Die Beklagte rügt, dass das Amtsgericht übersehen habe, dass der Beklagte nicht mit ihr, sondern mit ihrem Ehemann einen anwaltlichen Beratungsvertrag geschlossen habe. Sie habe sich lediglich in die Beratung ihres Ehemannes "eingeklinkt".
Da das Amtsgericht trotz dieses Vortrags davon ausgegangen sei, dass der anwaltliche Beratungsvertrag mit ihr und ihrem Ehemann geschlossen worden sei, hätte es einen Honoraranspruch des Klägers mit der Begründung, dass ein Verstoß gegen § 43 a Abs. 4 BRAO vorliege, verneinen müssen. Die Beratung sei trotz widerstreitender Interessen der Eheleute erfolgt.
Der Kläger habe allein die Interessen ihres geschiedenen Ehemannes vertreten.
Die Beklagte beantragt,
das am 29.10.2003 verkündete Urteil des Amtsgerichts Gifhorn abzuändern und die Klage abzuweisen.
Der Kläger beantragt,
die Berufung zurückzuweisen.
Der Kläger verteidigt das erstinstanzliche Urteil und behauptet, dass die Beklagte und ihr Ehemann sich in allen Punkten einig gewesen seien und dass er die Beratung sofort abgebrochen hätte, wenn Interessengegensätze deutlich geworden wären.
Er ist der Auffassung, dass § 43 a Abs. 4 BRAO nicht einschlägig sei, wenn Ehegatten sich einvernehmlich scheiden lassen wollen und keine Interessengegensätze bei der Beratung deutlich werden.
Der Beratungsvertrag sei mit beiden Ehegatten geschlossen worden.
II.
Die zulässige Berufung ist begründet.
Der Kläger hat gegen die Beklagte keinen Anspruch auf ein Anwaltshonorar aus einem angeblich am 15.03.2002 zustande gekommenen Beratungsvertrag.

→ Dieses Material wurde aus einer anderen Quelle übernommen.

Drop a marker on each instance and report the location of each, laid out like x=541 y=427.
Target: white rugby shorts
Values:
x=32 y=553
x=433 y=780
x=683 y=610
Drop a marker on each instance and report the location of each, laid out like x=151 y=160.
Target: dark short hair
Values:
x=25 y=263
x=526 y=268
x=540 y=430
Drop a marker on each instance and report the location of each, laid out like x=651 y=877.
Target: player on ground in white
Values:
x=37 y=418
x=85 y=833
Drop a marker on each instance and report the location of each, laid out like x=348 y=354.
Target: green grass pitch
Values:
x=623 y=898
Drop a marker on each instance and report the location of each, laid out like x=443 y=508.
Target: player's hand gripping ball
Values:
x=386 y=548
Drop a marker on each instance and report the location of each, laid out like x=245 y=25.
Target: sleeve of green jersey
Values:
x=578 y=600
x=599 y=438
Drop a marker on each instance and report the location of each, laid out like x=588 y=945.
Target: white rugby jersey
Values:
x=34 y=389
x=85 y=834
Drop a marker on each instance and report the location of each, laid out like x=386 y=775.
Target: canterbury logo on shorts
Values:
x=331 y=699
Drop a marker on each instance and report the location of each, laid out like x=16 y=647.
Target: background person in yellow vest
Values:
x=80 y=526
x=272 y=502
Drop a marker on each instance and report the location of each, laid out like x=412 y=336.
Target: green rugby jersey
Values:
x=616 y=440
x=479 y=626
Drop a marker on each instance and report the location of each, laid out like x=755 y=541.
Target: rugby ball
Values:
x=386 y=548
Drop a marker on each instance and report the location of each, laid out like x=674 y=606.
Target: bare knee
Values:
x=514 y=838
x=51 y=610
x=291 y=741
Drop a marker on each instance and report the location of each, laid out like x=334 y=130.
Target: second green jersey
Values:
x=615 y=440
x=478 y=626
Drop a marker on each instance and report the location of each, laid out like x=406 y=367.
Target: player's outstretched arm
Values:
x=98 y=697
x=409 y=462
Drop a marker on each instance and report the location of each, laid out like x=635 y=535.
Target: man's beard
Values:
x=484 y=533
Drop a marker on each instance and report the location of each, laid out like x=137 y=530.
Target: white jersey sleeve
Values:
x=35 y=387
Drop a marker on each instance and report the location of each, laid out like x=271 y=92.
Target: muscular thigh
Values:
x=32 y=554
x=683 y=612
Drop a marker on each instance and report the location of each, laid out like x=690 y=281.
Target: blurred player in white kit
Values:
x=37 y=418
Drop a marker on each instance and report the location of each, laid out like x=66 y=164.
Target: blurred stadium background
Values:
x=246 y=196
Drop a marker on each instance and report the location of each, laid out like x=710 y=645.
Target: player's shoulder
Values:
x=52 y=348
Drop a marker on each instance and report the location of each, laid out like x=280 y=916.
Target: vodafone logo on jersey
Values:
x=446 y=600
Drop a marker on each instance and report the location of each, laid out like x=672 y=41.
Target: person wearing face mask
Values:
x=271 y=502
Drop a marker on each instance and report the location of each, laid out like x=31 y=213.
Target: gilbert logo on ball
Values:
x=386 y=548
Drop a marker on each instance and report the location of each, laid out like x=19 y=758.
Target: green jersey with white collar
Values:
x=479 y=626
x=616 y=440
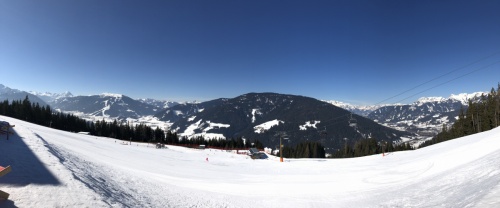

Es kann dahin stehen, ob ein Vertragsverhältnis zwischen den Parteien und dem inzwischen von der Beklagten geschiedenen ... oder lediglich zwischen diesem und dem Kläger bestand, da ein Vertrag zwischen den Parteien und dem geschiedenen Ehemann der Beklagten gemäß § 134 BGB in Verbindung mit § 43 a Abs. 4 BRAO nichtig wäre und bei einem anwaltlichen Beratungsvertrag des Klägers allein mit .... kein Anspruch auf eine Honorarzahlung gegen die Beklagte bestehen würde.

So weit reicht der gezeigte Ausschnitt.